From a distance, the roughly 1,200 seniors and hundreds of graduate and professional students who will be processing to the Green on Sunday form a sea of black caps and gowns, flowing gently, if the weather cooperates, in the breeze.
Look more closely, though, and you will see strips of color draped over many shoulders. Long narrow cords and wider stoles show membership or affiliations with a wide and increasing variety of groups, including sororities and fraternities, the First-Generation Office, house communities, Phi Beta Kappa, veterans’ associations, and the Native American Program.
“One of the first graduating classes to feature Native students wearing traditional regalia was the Class of 1988,” says N. Bruce Duthu, the Samson Occom Professor and chair of the Department of Native American and Indigenous Studies.
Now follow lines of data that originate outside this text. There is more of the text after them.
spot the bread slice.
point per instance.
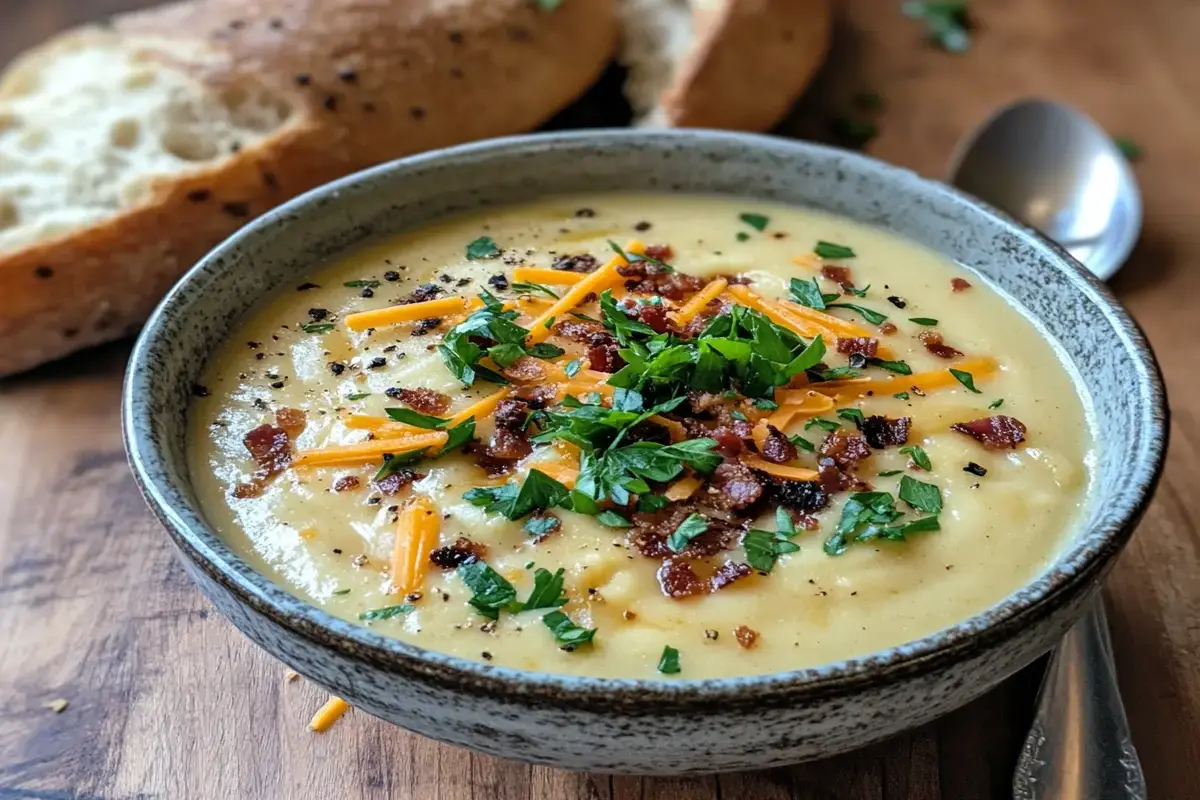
(720, 64)
(127, 151)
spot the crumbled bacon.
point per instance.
(421, 294)
(424, 401)
(292, 420)
(581, 263)
(526, 370)
(394, 482)
(777, 447)
(605, 358)
(455, 555)
(801, 495)
(845, 449)
(861, 346)
(660, 252)
(346, 482)
(579, 330)
(652, 530)
(511, 414)
(839, 275)
(678, 579)
(726, 573)
(881, 432)
(935, 344)
(745, 636)
(508, 444)
(994, 432)
(733, 486)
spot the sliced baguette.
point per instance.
(130, 150)
(720, 64)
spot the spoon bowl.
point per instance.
(1055, 169)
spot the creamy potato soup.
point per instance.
(636, 435)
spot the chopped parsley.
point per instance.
(756, 221)
(831, 250)
(569, 635)
(689, 529)
(483, 247)
(669, 662)
(387, 612)
(918, 456)
(966, 379)
(921, 495)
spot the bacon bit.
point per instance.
(579, 330)
(455, 555)
(424, 401)
(880, 431)
(994, 432)
(555, 525)
(859, 346)
(292, 420)
(526, 370)
(511, 414)
(777, 447)
(605, 358)
(393, 482)
(678, 579)
(660, 252)
(839, 275)
(423, 293)
(801, 495)
(745, 636)
(845, 449)
(733, 486)
(935, 344)
(347, 482)
(581, 263)
(726, 573)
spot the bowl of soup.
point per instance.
(646, 451)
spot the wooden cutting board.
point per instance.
(168, 701)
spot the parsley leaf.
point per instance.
(569, 635)
(873, 317)
(923, 497)
(829, 250)
(491, 591)
(408, 416)
(387, 612)
(689, 529)
(483, 247)
(966, 379)
(918, 456)
(755, 221)
(669, 662)
(547, 590)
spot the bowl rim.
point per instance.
(1074, 569)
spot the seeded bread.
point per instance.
(724, 64)
(127, 151)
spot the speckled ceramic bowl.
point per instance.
(649, 726)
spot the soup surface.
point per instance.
(744, 500)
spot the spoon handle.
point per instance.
(1079, 745)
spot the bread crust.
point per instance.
(366, 80)
(749, 61)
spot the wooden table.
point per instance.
(169, 701)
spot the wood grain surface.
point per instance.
(168, 701)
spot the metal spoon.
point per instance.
(1055, 169)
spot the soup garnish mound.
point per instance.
(639, 435)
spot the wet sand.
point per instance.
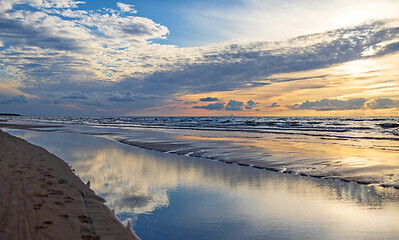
(41, 198)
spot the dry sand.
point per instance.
(41, 198)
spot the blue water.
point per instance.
(360, 149)
(170, 196)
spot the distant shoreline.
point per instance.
(10, 114)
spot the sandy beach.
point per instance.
(41, 198)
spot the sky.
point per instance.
(199, 58)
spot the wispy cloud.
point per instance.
(60, 53)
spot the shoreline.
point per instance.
(160, 148)
(43, 199)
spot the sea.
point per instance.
(234, 177)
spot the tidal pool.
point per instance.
(166, 196)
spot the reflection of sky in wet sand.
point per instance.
(180, 197)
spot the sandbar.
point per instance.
(42, 198)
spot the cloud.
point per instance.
(209, 99)
(234, 105)
(126, 7)
(11, 100)
(250, 104)
(127, 97)
(75, 96)
(273, 105)
(331, 105)
(212, 106)
(259, 20)
(382, 103)
(54, 47)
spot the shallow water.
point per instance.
(168, 196)
(365, 150)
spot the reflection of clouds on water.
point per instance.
(136, 181)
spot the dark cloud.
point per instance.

“The reasons motivating the choice to wear traditional Indigenous regalia at graduation are varied but are generally grounded in a desire to celebrate and honor the Indigenous communities and families and the Indigenous teachings that have nurtured, instructed, supported, and sustained these young people throughout their educational journeys, including during their years at Dartmouth. The regalia are specific to tribal affiliation and are often designed and produced by the students themselves with guidance and help from their families,” Duthu says.
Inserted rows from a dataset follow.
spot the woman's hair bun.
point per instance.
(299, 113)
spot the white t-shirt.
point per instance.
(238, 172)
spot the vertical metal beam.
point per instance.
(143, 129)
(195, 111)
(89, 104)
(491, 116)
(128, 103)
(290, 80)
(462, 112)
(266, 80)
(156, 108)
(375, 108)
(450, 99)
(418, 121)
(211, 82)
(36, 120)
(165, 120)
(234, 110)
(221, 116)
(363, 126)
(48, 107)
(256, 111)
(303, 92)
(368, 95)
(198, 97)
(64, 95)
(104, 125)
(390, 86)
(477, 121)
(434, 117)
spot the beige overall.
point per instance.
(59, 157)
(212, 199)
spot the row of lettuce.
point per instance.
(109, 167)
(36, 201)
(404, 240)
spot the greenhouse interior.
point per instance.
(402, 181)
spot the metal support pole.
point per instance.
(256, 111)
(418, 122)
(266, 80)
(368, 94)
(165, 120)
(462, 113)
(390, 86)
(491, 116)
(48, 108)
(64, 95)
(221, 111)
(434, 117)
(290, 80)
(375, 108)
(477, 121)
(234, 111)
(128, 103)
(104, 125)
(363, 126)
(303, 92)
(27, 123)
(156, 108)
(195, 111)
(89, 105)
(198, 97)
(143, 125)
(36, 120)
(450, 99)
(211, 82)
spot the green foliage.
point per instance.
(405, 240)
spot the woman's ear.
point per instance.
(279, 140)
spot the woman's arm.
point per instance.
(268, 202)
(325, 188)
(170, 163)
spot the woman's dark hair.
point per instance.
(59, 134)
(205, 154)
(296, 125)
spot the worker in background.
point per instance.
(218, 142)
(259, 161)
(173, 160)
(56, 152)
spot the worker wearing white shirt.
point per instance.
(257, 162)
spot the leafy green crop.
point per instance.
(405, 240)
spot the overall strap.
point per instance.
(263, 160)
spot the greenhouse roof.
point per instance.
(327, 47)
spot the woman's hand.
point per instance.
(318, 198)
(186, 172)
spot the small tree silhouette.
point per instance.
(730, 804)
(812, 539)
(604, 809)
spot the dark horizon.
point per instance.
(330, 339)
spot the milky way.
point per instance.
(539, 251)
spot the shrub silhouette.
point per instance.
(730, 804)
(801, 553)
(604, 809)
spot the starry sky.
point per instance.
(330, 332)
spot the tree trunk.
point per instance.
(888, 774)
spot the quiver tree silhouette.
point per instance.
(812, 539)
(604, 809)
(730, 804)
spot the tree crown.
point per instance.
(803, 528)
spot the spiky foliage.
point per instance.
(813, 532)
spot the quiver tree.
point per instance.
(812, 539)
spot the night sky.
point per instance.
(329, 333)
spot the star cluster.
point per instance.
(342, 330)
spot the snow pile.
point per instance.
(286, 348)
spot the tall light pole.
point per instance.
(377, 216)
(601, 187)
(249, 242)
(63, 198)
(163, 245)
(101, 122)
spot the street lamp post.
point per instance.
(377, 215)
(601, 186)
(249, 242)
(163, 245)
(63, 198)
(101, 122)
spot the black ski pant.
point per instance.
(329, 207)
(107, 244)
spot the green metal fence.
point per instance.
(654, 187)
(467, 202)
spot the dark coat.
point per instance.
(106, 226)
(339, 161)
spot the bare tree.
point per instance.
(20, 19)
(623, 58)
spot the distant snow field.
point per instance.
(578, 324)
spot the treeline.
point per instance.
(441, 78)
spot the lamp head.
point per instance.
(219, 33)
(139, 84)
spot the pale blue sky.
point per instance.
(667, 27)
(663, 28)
“Cords and stoles are provided to students by other organizations and offices, as well,” says Kathleen Cunneen, director of New Student Programs in the Office of Student Life, who oversees the undergraduate commencement experience.
Some students may also be processing with walking sticks, carved canes signaling membership in a senior society.
By accessorizing standard regalia, a student sends a visual message: “Please take note. This is important to me.”
Which is why College photographers will once again be on the lookout for these colorful cues as they roam the Green on Commencement weekend.